Monday’s “House” was an excellent rebuttal to “Doubt.” I just don’t know what, or who, to believe anymore. The more I experience it; I think life is pretty rough all around. But at least I’m not a caveman scrounging around for my sustenance and dealing with all that filth and lack of modern conveniences.

As for dealing with lying students (at least here I don’t have to deal with the parents), my best teaching friend back in my Texas junior high had his life destroyed when the lazy overweight students in his P.E. class decided to teach him a lesson for making them run, so they accused him of molestation. These were some of the same boys I had in my class, and they told me that if I gave them to much homework that I might have the same thing happen to me. I went straight to the principal and demanded that they put a camera in my class, but she cited some b.s. about students’ privacy rights. I already had a situation develop earlier in the year with a combative parent who somehow made it past security and into a class I was teaching, so I decided that I didn’t need any more of this crap. I was a kindergarten teacher who was being forced into higher and higher class levels because of the lack of men in the profession and enjoying it less and less the higher up I was pushed.

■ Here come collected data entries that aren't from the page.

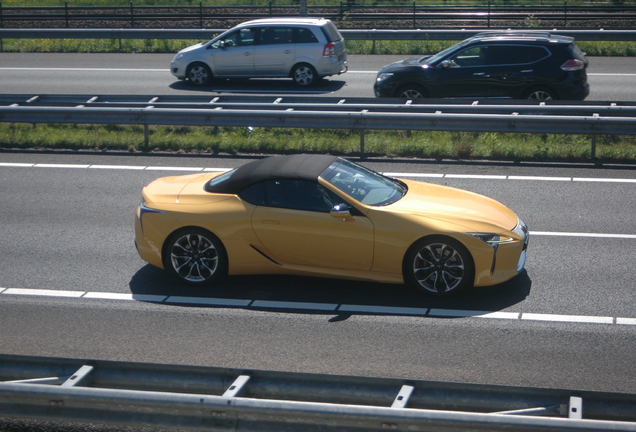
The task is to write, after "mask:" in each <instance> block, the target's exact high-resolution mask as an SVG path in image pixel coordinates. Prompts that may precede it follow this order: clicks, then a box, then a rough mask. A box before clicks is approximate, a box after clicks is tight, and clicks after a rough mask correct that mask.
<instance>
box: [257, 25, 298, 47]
mask: <svg viewBox="0 0 636 432" xmlns="http://www.w3.org/2000/svg"><path fill="white" fill-rule="evenodd" d="M293 32H294V29H293V28H291V27H264V28H261V29H260V42H259V43H260V44H261V45H279V44H286V43H291V42H292V41H293Z"/></svg>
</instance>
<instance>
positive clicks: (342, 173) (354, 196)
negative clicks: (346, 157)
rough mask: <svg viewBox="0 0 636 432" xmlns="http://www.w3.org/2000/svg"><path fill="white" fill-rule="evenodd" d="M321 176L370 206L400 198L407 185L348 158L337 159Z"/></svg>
mask: <svg viewBox="0 0 636 432" xmlns="http://www.w3.org/2000/svg"><path fill="white" fill-rule="evenodd" d="M320 178H322V179H324V180H326V181H328V182H329V183H331V184H332V185H334V186H335V187H337V188H338V189H340V190H341V191H342V192H344V193H346V194H347V195H349V196H350V197H351V198H353V199H355V200H357V201H360V202H361V203H363V204H366V205H370V206H385V205H389V204H393V203H394V202H396V201H398V200H400V199H401V198H402V197H403V196H404V195H405V194H406V186H405V185H403V184H402V183H401V182H399V181H397V180H393V179H390V178H388V177H384V176H383V175H381V174H378V173H377V172H375V171H371V170H370V169H367V168H365V167H363V166H361V165H358V164H354V163H352V162H349V161H347V160H346V159H341V158H338V159H336V160H335V161H334V162H333V163H332V164H331V166H329V168H327V169H326V170H325V171H324V172H323V173H322V174H320Z"/></svg>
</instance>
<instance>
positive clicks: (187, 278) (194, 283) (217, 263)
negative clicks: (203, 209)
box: [164, 228, 227, 286]
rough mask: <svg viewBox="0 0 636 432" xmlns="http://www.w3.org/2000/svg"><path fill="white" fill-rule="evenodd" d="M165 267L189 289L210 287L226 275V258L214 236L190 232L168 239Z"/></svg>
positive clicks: (164, 264) (164, 262)
mask: <svg viewBox="0 0 636 432" xmlns="http://www.w3.org/2000/svg"><path fill="white" fill-rule="evenodd" d="M164 267H165V268H166V270H168V271H169V272H170V273H172V274H173V276H175V277H176V278H177V279H179V280H180V281H182V282H185V283H187V284H189V285H194V286H200V285H208V284H210V283H212V282H215V281H217V280H219V279H221V278H223V277H224V276H225V275H226V274H227V256H226V254H225V249H224V248H223V245H222V243H221V241H220V240H219V239H217V238H216V237H215V236H214V235H213V234H212V233H210V232H208V231H205V230H202V229H198V228H189V229H186V230H184V231H180V232H177V233H176V234H174V235H172V236H171V237H170V238H169V239H168V243H167V247H166V250H165V254H164Z"/></svg>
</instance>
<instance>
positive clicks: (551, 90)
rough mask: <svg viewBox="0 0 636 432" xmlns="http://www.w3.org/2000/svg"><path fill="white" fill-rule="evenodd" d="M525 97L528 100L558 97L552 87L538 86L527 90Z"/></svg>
mask: <svg viewBox="0 0 636 432" xmlns="http://www.w3.org/2000/svg"><path fill="white" fill-rule="evenodd" d="M524 99H528V100H536V101H547V100H553V99H556V95H555V94H554V92H553V91H552V90H550V89H547V88H545V87H537V88H533V89H530V90H529V91H527V92H526V94H525V96H524Z"/></svg>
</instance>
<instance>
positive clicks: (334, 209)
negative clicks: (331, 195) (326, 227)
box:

As for my friend, he ended up losing his family and home over this overt lie, while the kids escaped scot-free to continue their lives of delinquency and hooliganism before their eventual incarceration. My colleague was eventually exonerated, but has left the profession.

Right now, I teach in a class with a camera. At first I was a bit apprehensive about the intrusion, but now I sleep so much easier at night knowing that I have an eye-witness that can back me up in those times when a kid (or is it really God) decides to test me. The cameras really came in handy after the accident that claimed a student’s life. I don’t know how much worse things would have gotten had it not been pointed out to the attacking family members that they were being filmed. They did take the owner out of the camera’s view and nearly beat him to death in the stairwell. Luckily, the police were finally called, and they noticed them arriving through the window and left at that time.